How are infected instances detected? The low-hanging-fruit methods are looking for high CPU utilization or static utilization. Software CPU loads are often highly dynamic, but race conditions that floor CPUs are indicative of problems, and steady-state consumption may not look strange for many apps until one considers that apps are often quiescent until they need to do something. Optimized apps have CPU utilization that looks like a rollercoaster. But an exact load is suspicious.
With luck, there’s also outbound traffic limitations imposed that either monitor or, by policy control, stanch traffic from back-end servers except to “legitimate” front-end sources. There are also low-load monitoring solutions that are part of larger fleet control platforms, like Aqua and Twistlock. There has been an explosion in software-defined-networks (SDNs) for container fleets, each with its own methodology for network deployment, trapping unlikely traffic types and destination port addresses, and other methods of identifying cryptojacked payday traffic.

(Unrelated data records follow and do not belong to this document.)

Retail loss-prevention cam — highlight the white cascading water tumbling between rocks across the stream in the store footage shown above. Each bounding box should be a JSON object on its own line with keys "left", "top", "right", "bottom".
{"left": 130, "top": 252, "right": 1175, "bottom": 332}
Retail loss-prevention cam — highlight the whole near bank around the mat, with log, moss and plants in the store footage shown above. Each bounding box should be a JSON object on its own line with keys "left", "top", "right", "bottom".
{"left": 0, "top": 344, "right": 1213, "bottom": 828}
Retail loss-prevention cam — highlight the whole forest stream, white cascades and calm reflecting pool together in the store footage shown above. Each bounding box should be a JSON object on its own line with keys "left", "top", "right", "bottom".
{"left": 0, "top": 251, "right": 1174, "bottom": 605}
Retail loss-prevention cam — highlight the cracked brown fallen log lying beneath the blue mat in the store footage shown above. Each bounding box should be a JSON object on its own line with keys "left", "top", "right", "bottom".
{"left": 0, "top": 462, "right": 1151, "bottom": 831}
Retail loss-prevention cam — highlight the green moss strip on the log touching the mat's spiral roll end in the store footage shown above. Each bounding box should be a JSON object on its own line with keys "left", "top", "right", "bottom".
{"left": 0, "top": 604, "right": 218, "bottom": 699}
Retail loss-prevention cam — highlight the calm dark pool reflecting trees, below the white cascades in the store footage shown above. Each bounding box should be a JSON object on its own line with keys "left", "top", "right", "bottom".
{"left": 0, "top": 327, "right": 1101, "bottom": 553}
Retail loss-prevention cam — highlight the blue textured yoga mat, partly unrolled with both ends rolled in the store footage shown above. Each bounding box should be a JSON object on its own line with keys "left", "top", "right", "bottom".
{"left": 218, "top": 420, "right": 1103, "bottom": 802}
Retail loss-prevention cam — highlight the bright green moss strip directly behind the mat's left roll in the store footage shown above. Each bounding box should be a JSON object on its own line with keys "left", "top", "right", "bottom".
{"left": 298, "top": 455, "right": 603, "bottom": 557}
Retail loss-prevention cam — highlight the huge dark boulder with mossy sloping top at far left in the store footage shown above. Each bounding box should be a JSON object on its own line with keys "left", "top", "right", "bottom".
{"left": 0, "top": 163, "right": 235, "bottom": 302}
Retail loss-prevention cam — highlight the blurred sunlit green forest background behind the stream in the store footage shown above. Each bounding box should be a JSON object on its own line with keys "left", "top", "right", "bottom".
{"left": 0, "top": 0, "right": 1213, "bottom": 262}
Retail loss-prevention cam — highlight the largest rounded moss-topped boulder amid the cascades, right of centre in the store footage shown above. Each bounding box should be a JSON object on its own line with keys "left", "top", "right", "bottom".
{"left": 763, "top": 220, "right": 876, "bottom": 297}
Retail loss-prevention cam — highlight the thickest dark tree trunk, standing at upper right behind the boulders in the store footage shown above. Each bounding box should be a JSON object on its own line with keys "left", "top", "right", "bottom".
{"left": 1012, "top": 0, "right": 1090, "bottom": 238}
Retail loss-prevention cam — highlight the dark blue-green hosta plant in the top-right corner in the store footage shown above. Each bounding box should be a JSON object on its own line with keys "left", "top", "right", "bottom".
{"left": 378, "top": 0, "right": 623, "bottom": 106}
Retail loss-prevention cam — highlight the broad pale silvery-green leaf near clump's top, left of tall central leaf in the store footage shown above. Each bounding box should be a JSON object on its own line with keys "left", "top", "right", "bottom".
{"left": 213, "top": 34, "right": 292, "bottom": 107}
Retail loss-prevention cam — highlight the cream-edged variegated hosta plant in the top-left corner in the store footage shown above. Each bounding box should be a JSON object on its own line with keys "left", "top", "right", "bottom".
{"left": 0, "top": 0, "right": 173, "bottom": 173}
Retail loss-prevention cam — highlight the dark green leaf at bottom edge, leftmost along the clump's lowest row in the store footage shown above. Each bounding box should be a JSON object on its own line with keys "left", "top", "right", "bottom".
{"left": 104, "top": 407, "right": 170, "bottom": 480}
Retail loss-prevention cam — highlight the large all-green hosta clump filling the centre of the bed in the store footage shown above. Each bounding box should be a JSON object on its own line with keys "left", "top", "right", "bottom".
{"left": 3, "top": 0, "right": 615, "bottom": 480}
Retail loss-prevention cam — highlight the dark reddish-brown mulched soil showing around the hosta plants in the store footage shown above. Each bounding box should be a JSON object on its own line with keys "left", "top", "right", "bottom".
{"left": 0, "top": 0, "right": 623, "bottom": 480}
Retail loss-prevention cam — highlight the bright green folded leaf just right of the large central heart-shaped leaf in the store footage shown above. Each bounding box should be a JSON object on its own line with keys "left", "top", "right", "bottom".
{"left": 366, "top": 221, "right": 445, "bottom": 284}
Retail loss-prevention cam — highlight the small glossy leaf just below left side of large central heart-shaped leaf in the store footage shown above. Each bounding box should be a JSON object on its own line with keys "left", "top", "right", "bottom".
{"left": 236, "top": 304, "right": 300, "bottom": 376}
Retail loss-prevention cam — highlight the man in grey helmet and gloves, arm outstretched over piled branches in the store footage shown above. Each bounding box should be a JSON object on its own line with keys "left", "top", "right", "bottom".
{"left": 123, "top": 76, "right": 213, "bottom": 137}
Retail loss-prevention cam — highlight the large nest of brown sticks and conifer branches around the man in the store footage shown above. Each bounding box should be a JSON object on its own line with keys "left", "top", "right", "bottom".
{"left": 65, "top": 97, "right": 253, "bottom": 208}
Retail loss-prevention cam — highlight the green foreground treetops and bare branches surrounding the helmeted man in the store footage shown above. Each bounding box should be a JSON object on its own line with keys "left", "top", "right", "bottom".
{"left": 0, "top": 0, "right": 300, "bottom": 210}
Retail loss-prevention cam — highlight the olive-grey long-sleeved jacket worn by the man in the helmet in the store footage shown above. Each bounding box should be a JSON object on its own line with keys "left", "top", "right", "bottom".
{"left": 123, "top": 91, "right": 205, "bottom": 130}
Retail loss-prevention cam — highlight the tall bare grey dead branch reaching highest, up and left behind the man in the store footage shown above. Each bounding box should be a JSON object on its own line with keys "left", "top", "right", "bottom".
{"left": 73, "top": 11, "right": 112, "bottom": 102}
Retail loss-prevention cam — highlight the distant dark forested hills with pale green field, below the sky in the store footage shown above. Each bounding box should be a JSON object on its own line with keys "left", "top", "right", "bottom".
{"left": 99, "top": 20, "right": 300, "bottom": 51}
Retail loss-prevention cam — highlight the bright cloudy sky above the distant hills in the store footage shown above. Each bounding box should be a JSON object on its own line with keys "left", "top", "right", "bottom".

It’s also possible to use container construct apps like Envoy with Zipkin or Jaeger. Envoy is a sidecar communications container infrastructure that builds meshes of apps (with network service discovery), and Zipkin does elemental execution monitoring. Zipkin is great at timing transactions, and miners disrupt expectations consistently. Jaeger can employ a number of different types of instance samplings to see if they are within a desired policy using a plugin method. At a lower level, Puppet, Chef and other apps can query instances to look and sift for known cryptojacking apps or other evidence of file changes not within a desired spec--not unlike the Aqua and Twistlock methods.
Traffic filtering doesn’t stop a cryptojacking program from stealing CPU, but it does prevent the payday. With that said, but this only treats a symptom, rather than removing the leech. It's important to enforce role-based policies for teams and vet each and every container image through a container parser.
The ideal way to stanch mining profits is to look for network behavior that isn’t paired correctly. There are proxy possibilities that prevent just sending traffic to known mining sites into a black hole. Such lists are highly transient, and destinations can change whimsically. There is no comprehensive list of coin cashers. Picking odd outbound conversations is a great way to monitor security in general, but finding the culprit is sometimes very challenging and time-consuming.